At the time, she was 34 years old. Now 43, she has learned a lot about stress urinary incontinence. She is the spokeswoman for a national public education campaign – sponsored by ETHICON Women’s Health & Urology, the maker of a mesh used in incontinence surgery – called “What’s Happening Down There? Breaking the Ice about SUI.”

It took a while before Blair of Milwaukee said anything about her difficulties to her husband, to her sister, who is a health care professional who lived nearby, or to her doctor.

She worked out her inner thigh muscles, unaware that they were not the weak link causing her incontinence.

Actually, it was her pelvic floor muscles that needed strengthening. Stress incontinence occurs because those muscles do not keep the urethra in the correct position, causing urine to leak when coughing, sneezing, laughing, exercising or doing other activities that pressure the bladder.

Childbirth is “one of the significant risk factors for urinary incontinence,” said Dr. Halina Zyczynski, director of the urogynecology division at Magee-Womens Hospital in Pittsburgh.

A common reversible cause of the condition is obesity and, particularly in elderly women, painless urinary tract infections, which also can impair bladder control, she added.

Blair told her doctor about her symptoms at an annual exam, many months after the symptoms began.

“Most women won’t talk to a doctor (about it) for three to 10 years,” she noted. “So me going to my doctor within a year, I was way ahead of the game.”

She tried strengthening her pelvic floor muscles with Kegel exercises, a physical therapy program, and biofeedback. Such strategies can be effective for women who have mild to moderate incontinence.
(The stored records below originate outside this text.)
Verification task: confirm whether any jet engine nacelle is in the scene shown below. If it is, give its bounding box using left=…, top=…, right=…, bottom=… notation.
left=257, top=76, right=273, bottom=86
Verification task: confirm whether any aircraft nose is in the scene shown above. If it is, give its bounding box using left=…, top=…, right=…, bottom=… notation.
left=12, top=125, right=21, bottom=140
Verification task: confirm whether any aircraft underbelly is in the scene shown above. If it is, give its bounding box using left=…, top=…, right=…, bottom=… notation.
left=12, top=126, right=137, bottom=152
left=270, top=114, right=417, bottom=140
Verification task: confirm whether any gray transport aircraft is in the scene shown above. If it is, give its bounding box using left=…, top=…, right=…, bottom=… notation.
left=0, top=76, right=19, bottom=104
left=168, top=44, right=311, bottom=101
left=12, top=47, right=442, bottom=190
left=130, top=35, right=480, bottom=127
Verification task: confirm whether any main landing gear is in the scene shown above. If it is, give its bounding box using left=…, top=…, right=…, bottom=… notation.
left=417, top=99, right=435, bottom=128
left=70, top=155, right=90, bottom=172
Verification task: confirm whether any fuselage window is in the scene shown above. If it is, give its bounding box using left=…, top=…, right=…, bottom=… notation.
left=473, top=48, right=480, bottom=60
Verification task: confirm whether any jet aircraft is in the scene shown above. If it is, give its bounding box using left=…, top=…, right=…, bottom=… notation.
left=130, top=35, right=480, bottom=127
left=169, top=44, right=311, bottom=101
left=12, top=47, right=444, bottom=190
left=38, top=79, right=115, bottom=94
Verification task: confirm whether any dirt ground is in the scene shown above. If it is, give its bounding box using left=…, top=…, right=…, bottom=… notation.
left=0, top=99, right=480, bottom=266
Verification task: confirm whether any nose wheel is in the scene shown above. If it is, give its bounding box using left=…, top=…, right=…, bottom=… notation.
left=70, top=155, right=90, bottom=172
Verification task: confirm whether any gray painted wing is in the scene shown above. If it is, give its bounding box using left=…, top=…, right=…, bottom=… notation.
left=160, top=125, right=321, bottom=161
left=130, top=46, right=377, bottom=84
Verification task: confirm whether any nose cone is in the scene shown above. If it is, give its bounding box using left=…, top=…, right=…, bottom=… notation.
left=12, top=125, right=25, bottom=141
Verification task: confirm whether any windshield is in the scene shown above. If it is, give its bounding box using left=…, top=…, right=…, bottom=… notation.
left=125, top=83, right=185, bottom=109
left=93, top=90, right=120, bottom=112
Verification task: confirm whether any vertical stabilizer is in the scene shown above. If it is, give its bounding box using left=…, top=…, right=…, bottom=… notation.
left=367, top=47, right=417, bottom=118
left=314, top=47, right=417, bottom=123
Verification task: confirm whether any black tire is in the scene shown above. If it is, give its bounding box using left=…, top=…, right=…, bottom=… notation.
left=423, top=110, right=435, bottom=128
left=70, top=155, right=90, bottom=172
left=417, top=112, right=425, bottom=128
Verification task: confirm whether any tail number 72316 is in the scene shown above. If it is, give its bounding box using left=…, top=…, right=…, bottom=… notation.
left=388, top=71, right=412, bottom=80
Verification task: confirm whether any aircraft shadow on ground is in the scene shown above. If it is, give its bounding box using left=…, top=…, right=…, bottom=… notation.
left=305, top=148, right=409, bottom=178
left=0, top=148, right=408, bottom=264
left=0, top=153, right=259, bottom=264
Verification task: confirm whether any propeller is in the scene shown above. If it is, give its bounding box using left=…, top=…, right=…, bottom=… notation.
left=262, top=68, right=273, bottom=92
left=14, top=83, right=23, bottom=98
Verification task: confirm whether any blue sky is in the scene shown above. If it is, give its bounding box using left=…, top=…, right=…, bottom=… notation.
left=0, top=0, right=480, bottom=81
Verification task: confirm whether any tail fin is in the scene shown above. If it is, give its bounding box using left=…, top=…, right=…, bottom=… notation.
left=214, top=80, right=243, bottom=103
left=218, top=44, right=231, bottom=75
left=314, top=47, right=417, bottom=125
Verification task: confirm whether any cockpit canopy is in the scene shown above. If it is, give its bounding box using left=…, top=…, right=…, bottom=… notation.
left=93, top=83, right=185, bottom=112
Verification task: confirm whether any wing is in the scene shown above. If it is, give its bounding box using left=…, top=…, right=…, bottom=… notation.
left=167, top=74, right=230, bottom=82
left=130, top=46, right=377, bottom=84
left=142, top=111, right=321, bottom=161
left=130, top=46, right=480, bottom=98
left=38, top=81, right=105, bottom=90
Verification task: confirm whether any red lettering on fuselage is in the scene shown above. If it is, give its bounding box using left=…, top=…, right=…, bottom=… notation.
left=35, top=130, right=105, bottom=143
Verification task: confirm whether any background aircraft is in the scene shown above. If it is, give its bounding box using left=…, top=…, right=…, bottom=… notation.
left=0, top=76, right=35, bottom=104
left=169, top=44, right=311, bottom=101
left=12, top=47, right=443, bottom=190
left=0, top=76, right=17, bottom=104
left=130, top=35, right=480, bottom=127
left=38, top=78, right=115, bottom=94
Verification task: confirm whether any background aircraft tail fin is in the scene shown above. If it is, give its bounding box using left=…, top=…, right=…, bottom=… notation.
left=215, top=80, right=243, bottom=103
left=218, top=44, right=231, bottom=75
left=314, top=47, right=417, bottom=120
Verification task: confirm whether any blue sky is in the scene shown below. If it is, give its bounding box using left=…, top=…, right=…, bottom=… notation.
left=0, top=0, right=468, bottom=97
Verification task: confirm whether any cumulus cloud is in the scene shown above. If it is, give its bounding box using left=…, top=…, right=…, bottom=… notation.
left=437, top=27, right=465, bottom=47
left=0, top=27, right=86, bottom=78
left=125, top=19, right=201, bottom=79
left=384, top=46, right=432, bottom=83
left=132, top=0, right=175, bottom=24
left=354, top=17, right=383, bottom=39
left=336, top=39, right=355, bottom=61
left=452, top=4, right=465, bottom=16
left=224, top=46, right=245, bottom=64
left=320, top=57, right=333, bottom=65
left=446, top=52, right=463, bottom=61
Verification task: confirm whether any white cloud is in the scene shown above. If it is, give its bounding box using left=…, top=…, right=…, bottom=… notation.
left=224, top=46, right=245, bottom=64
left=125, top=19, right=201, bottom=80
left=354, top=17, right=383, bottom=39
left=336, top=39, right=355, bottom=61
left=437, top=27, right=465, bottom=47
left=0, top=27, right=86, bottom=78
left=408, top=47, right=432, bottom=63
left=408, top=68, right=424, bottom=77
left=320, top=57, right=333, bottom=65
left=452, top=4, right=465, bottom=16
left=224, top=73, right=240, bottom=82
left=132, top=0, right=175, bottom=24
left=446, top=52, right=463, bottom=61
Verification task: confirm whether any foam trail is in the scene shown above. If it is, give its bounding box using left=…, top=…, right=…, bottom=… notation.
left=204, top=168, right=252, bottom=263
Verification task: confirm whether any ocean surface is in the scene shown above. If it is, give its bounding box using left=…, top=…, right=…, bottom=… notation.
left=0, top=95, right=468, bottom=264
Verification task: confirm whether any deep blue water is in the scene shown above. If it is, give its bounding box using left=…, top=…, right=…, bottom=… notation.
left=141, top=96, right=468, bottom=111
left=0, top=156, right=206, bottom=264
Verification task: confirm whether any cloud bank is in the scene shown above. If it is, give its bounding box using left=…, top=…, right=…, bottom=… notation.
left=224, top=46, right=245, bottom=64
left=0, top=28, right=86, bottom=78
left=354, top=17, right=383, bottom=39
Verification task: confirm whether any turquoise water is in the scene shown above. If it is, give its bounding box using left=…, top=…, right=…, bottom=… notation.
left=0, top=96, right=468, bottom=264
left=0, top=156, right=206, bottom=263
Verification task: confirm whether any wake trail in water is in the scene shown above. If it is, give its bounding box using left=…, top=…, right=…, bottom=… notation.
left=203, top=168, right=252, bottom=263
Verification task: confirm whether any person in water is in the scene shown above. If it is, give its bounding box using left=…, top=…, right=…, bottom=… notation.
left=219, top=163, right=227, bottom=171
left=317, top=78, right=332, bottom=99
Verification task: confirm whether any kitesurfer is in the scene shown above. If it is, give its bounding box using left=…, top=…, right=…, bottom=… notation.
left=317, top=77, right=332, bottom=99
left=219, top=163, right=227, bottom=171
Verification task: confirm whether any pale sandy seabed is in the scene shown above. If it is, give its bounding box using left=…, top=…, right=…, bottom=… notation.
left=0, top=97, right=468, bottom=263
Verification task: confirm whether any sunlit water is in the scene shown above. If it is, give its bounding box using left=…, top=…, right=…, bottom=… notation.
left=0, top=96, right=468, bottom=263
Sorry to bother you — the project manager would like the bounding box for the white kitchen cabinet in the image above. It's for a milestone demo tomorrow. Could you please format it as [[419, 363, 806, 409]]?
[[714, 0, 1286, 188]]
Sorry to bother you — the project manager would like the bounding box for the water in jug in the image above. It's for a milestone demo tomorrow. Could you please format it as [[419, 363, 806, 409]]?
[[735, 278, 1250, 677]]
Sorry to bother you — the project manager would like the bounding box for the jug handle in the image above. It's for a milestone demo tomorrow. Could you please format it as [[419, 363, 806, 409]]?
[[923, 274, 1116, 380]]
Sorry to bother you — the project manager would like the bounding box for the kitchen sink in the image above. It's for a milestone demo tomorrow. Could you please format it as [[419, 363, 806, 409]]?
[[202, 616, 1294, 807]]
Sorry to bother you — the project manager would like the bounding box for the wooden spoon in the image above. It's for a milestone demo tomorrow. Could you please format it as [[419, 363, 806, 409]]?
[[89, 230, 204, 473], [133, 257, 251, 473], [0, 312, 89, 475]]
After Blair had her second child and was certain she had completed her family, her doctor suggested a surgical approach, one that isn’t done if a woman hasn’t finished childbearing.

She has been free of symptoms since 2003 when she had the “sling” procedure, in which polypropylene mesh is positioned under the urethra to support it. It takes about 20 minutes, and patients go home soon afterward.

“The satisfaction rate is very, very high for what has become a very minimal intervention,” Zyczynski said.

She was part of a research team that determined two-thirds of study participants who had the sling procedure were still “dry,” as she put it, two years later. The findings were published last month in the New England Journal of Medicine.

That study was strict about who met the criteria for a cure, Zyczynski said.

“We had some very, very infrequent leakage that occurred in some women, which defined them as failures,” she explained. “Still, in terms of functionality (and) quality of life, they were quite happy.”

Studies indicate that stress incontinence affects about half of elderly women living in nursing homes, one-third of elderly women living in the community and 15 percent of younger women. Some women curtail activities and become almost social recluses, fearing they will smell bad or embarrass themselves.

“As we get older, more of us leak,” Zyczynski said. “But we don’t have to, and we don’t have to live with it.”